Local family services agencies are getting ready for new technology coming to Florida. It's called Family-Match and it helps match adoptive families with children in foster care. It uses the same compatibility matching as eHarmony and Match.com. It matches families and children based on more than just age race and gender of a child. Instead, it looks different attributes like parenting styles, how someone copes among other things.
"We can know everything there is to know about a family and what they are looking for in a child and make a match based on that information, but it’s those other levels of compatibility that we might not necessarily know until a child is actually in a home," said Michelle Weisheit of Family Support Services of North Florida.
In Duval and Nassau counties there are 150 children currently available for adoption in the foster care system. Weisheit said there's sometimes a misunderstanding of children in foster care.
“In foster care, a child is in foster care because of something that’s been done to them, not because of something they have done,” said Michelle Weisheit with Family Support Services of North Florida.

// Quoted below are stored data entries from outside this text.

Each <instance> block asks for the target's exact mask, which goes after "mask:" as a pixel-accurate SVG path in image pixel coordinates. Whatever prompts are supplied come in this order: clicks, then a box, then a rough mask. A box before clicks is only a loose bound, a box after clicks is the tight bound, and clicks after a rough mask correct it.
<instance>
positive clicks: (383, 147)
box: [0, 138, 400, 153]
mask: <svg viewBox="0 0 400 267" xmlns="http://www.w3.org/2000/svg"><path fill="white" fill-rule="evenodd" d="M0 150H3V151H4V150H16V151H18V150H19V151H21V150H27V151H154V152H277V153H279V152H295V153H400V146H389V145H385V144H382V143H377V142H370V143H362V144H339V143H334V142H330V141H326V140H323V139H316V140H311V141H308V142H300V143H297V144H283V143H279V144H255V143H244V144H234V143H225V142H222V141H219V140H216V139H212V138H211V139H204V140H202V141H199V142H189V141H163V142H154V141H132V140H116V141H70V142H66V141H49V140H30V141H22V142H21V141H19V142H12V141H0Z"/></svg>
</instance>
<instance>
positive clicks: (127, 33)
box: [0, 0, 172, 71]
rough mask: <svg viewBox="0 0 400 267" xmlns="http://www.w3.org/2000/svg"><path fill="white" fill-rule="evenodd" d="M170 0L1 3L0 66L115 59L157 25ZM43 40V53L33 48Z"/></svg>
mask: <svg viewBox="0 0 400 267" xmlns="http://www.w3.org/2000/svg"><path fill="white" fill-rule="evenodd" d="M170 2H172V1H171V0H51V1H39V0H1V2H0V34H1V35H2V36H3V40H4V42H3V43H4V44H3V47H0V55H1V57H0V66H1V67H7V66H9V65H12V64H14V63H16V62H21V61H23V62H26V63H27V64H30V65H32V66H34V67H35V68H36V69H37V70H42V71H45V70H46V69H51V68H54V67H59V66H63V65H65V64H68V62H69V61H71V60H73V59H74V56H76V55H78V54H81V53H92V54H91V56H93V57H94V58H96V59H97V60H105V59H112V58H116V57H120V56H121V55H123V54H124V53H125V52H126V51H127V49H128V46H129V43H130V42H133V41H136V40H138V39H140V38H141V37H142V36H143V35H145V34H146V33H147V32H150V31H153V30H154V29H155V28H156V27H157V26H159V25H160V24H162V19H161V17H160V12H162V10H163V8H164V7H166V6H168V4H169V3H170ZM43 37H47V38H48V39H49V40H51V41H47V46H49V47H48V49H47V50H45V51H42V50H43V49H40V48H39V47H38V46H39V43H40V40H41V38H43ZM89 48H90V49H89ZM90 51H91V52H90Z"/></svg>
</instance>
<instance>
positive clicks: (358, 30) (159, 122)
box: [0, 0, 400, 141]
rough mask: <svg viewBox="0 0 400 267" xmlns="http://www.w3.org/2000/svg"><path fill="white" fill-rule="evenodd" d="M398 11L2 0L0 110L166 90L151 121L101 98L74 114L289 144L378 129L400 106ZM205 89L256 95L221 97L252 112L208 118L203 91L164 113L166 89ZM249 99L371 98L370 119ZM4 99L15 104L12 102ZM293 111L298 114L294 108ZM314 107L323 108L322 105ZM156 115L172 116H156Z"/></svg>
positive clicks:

Thea Ramirez is the founder of Adoption Share. It’s the organization responsible for Family-Match. She says agencies needed another tool to help with adoption.
"They needed a network. They needed to see where all of their families were but they also needed a more scientific method of matching kids with families to really maximize and promote the permanency that they needed, that the kids needed," said Ramirez.
Each time a child has to move, Weisheit says it’s traumatic for everyone involved, especially the child.
"They tend to then have a disbelief that there is a family out there that would be willing to adopt them, that there would be a family who wants to love them, that wants to keep them safe, that wants to incorporate them into their lives," said Weisheit.
And on the First Coast, Family-Match means more older kids finding families.
"Just looking our current pool today in Florida, of the families that are signing on to join, over 40% of them are interested in a child over the age of 10. That is exciting," said Ramirez.
"Even though we know sometimes after an adoption is finalized there’s always the possibility that something could happen, we want to make sure that once this adoption finalizes, if we see you again, it’s because you’re coming to say 'hi'," said Weisheit.